While international recruits Chris Gayle and cohorts will bring flair and additional marketability to the Ram Slam T20 Challenge, this homegrown sextet will ensure genuine substance prevails.
Hard-hitting opening batsman Cameron Delport, like the rest of the Dolphins, endured a torrid time in the Champions League Twenty20 in India. The international tournament proved a bridge too far for the left-hander, who was one duck short of starting a pond. A return to South Africa, though, has regenerated confidence, epitomised by a record, unbroken 367-run Momentum One-Day Cup stand alongside captain Morne van Wyk against the Knights in Bloemfontein.
The absence of the retired Johann Louw and Charl Langeveldt left a definitive gap in the Cape Cobras’ seam attack and, while the recruitment of Mthokozisi Shezi from the Dolphins should reap eventual reward, right-armer Shaheen Khan is the immediate fix. With all-rounder Vernon Philander consistently away on international duty, too, Khan has more than enough ability to weigh in with some key runs down the order.
Pace off the ball is often instrumental in the shortest format of the domestic game, as off-spinner Simon Harmer has shown for the Warriors. The South African A graduate remains on the fringes of an international call-up – and this tournament will be another opportunity to nudge Proteas head selector Andrew Hudson and company. England wicketkeeper Craig Kieswetter, who has been signed by the Port Elizabeth-based franchise, will literally have to get to grips with Harmer’s numerous variations quickly.
The old adage insists an old dog can’t be taught new tricks, but Titans stalwart Roelof van der Merwe will promptly beg to differ. Several seasons and a rather weathered complexion suggest van der Merwe has been around for a veritable age, but the spinning all-rounder is yet to welcome a 30th birthday. His days in the green and gold have come and gone, while Twenty20 franchises in Australia and India no longer seek his services, but the steely Titan still has plenty of bite.
The tall, bulky, intimidating Hardus Viljoen has been hitting the deck hard for the Lions since a promising start at Easterns destined him for franchise cricket.
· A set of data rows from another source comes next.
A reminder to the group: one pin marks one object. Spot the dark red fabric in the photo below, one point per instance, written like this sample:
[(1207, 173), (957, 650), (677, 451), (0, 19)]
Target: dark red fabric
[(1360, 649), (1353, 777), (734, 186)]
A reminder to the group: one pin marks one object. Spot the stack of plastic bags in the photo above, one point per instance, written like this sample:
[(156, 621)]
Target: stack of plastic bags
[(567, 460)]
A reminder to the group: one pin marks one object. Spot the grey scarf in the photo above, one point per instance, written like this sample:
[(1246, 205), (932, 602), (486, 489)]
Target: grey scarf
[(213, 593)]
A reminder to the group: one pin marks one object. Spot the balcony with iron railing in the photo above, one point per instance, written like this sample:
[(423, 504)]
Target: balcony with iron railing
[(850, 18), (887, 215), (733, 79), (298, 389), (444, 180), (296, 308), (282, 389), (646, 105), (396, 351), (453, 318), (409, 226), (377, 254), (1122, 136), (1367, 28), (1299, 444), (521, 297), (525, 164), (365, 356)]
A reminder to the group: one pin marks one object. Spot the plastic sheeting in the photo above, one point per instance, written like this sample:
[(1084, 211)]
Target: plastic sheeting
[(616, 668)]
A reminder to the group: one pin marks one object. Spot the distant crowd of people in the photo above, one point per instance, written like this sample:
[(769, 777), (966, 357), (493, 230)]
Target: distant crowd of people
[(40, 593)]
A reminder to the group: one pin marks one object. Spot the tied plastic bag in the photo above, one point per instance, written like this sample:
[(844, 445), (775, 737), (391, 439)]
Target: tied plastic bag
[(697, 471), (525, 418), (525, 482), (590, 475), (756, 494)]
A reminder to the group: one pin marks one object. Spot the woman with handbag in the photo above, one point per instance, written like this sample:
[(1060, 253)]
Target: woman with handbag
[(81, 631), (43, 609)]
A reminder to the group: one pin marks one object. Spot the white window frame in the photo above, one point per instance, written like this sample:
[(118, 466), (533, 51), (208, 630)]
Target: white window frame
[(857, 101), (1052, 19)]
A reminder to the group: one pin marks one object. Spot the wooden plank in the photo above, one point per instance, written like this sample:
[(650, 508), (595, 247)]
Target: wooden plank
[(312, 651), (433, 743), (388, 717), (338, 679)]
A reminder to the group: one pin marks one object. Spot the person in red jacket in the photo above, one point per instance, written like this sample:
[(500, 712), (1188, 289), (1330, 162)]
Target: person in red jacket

Similar in size, frame and bowling action to the lanky Marchant de Lange, Viljoen will surely be next in line when the Proteas look to freshen the seam bowling department’s bench strength. He and Windies star and Lions recruit Gayle are sure to enjoy a few edgy dual in the nets.
The product of a fine cricketing school in Wynberg Boys’ High School, fast bowler Malusi Siboto‘s search for challenging tertiary pastures eventually took him to North West – and now the Knights. Often underrated by hotshot batsmen, Siboto isn’t averse to performing well under pressure. The talent promised at South African under-19 level is gradually coming to the fore for the calculated right-armer.